The Preakness Stakes: The Forgotten Jewel of the Triple Crown

Everyone knows that the Kentucky Derby is the most famous American horse race, and the Run for the Roses at Churchill Downs in Louisville, Kentucky has long been known as “The Most Exciting Two Minutes in Sports.” And the Belmont Stakes in New York, which completes the American Triple Crown, is nearly as famous, in part because of the memorable 31-length victory by Secretariat in 1973 to seal a Triple Crown and put his name in the history books forever. All three of the Triple Crown races are major betting days, and handicappers have capitalized on tvg promos to help boost their bankroll to have a winning day at the races. But what about the Preakness Stakes at Pimlico Race Course in Baltimore, Maryland? The middle leg of the Triple Crown is sometimes overlooked, but it really shouldn’t be as it stands right up with the others as one of the most important and historic races on the planet.
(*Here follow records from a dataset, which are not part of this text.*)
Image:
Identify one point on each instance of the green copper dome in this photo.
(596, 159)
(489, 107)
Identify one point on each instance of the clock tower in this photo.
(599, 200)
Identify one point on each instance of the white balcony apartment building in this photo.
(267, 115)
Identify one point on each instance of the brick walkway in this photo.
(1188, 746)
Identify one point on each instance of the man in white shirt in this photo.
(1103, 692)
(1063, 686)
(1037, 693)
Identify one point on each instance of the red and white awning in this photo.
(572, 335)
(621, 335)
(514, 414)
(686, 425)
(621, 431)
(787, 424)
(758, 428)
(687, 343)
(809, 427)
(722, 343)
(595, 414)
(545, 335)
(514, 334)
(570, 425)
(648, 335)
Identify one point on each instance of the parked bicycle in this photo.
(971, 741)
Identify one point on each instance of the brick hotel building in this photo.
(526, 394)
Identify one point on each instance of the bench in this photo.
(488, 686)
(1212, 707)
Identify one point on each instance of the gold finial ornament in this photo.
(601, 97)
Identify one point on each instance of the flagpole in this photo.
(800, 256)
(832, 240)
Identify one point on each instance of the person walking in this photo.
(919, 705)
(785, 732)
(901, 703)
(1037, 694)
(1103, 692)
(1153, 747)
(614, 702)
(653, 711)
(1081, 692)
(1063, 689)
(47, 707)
One thing you might not know about the Preakness Stakes is that it’s actually two years older than the Kentucky Derby. The Preakness was first contested back in 1873, while the Derby didn’t start until 1875. The Preakness also regularly attracts more racing fans than the Belmont Stakes, with somewhere in the neighborhood of 130,000 fans attending each year.

The list of horses to have won the Preakness is astounding. Of course there all the Triple Crown winners won the Preakness, but do did arguably the best horse in history that never won the Triple Crown – Man ‘o War. The great horse surely could have won the Kentucky Derby, but the Triple Crown wasn’t a big deal in 1920 so he didn’t even make his 3-year-old racing debut until the Preakness, and then he went on to win the Belmont by an amazing 20 lengths.

The Preakness also has the most expensive and historic trophy in all of sports. The Woodlawn Vase is more than 150 years old, and actually is older than the race itself. It contains an incredible 30 pounds of silver, which at the time was worth a small fortune. Now it’s worth a large fortune, so much so that no one really knows what it’s worth because it’s priceless.

Just like Kentucky Derby Day, Preakness Day is much more than just a horse race. You will see the gamut of fashion at Pimlico that day, from suits, dresses and hats that cost more than a car in the clubhouse area, to college kids with t-shirts and flip flops in the infield enjoying a beer or 12.

So whether you are interested in the Preakness for the history, the betting, the fashion or just the fun, it’s always been a great American race and will continue to be so.